Further up the Oxus, the city of Termez commands the crossing-point between Afghanistan and Uzbekistan. Here, a ruined stupa situated yards from a major (and still operating) Sufi shrine speak to the remarkable ways in which religions spread and were mixed across trading routes; faith was perhaps the most readily-transported intangible commodity on the Silk Road. This talk explores what that meant for Buddhism in the wake of Alexander’s conquest of the region, and how Sufism can be traced to the merging of Buddhism and Islam in Central Asian towns conquered by the Caliphate.

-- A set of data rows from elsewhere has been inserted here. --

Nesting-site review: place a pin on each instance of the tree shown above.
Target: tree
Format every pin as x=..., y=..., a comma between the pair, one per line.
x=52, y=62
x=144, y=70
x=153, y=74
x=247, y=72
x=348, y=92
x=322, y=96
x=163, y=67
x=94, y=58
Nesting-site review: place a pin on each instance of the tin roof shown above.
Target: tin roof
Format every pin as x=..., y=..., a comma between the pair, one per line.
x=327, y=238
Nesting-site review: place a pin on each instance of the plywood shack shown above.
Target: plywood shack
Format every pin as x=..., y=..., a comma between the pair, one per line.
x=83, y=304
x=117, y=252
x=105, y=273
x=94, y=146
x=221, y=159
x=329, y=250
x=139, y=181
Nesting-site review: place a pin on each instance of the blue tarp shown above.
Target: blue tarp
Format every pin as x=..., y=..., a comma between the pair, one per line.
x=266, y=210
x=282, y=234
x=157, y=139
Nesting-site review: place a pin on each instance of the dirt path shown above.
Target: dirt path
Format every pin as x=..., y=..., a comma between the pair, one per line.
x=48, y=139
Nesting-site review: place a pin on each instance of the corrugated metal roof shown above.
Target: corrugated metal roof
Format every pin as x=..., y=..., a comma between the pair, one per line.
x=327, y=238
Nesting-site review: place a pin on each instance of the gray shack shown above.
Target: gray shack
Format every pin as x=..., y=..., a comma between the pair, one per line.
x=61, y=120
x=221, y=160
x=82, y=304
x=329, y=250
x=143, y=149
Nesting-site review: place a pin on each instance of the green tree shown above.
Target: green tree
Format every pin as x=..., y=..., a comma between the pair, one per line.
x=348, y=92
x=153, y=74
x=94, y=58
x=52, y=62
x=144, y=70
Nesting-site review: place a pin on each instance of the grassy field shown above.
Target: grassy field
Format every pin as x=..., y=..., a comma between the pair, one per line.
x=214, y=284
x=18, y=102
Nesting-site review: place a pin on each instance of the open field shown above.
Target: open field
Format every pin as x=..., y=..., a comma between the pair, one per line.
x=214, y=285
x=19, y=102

Situated between the Gobi and Taklamakan Deserts, the Turfan Oasis was a key refuge for China-bound trade, and the furthermost outpost of Chinese imperial control before modern times. But from a medieval Central Asian perspective, Turfan was ideally in the middle, a node connecting Muslim and Chinese worlds, and heartland of various Turkic empires, including the Uyghurs. Before the Chinese established Xinjiang (lit. ‘New Frontier’), the Uyghurs ran an empire from Kazakhstan to Mongolia and adopted an Iraqi religion that mixed Christianity and Zoroastrianism, which was brought to them via trade.
When Bukhara was a capital of the Samanid empire, it was a major silver mint, and it is estimated that 125 million Samanid silver coins entered northern Europe in the tenth century thanks to Swedish-Viking traders valuing the high-quality Bukharan silver. From the Silk Road perspective, Muslim travellers into Russia wrote the earliest extant texts about Viking society too. This lecture will discuss the economics of the Silk Road, what happened to the money, and how the Viking ‘other’ was perceived by Muslims.
The success of the Mongols owes much to socio-political trends that began over 300 years before their conquests in Central Asia, China and the Middle East in the early 1200s. The model for organising campaigns and a semi-nomadic empire was well established through experimentation by various pre-Mongol states, notably the Western Liao who had a capital at Khotan at the southern reaches of the Taklamakan Desert in the 1100s. Their legacies and the ways the Mongols emulated these prior empires will help explain why the Mongols enjoyed such seemingly unprecedented success.
The blue-tiled palaces and madrasas of Khiva and its mud-brick houses seem quintessentially medieval, but in fact they date mostly to the Victorian era. The Khanate of Khiva was the last in the line of the venerable forms of kingship that had controlled Central Asia uninterruptedly since AD 1000, and Khiva was the also last slave-trading state on the Silk Road. This lecture explores the human-commodity angle of Silk Road trade and the interactions of Europeans who arrived in Central Asian cities first as slaves, then as conquerors, and thereby closed the history of the classic Silk Road Eurasian empires.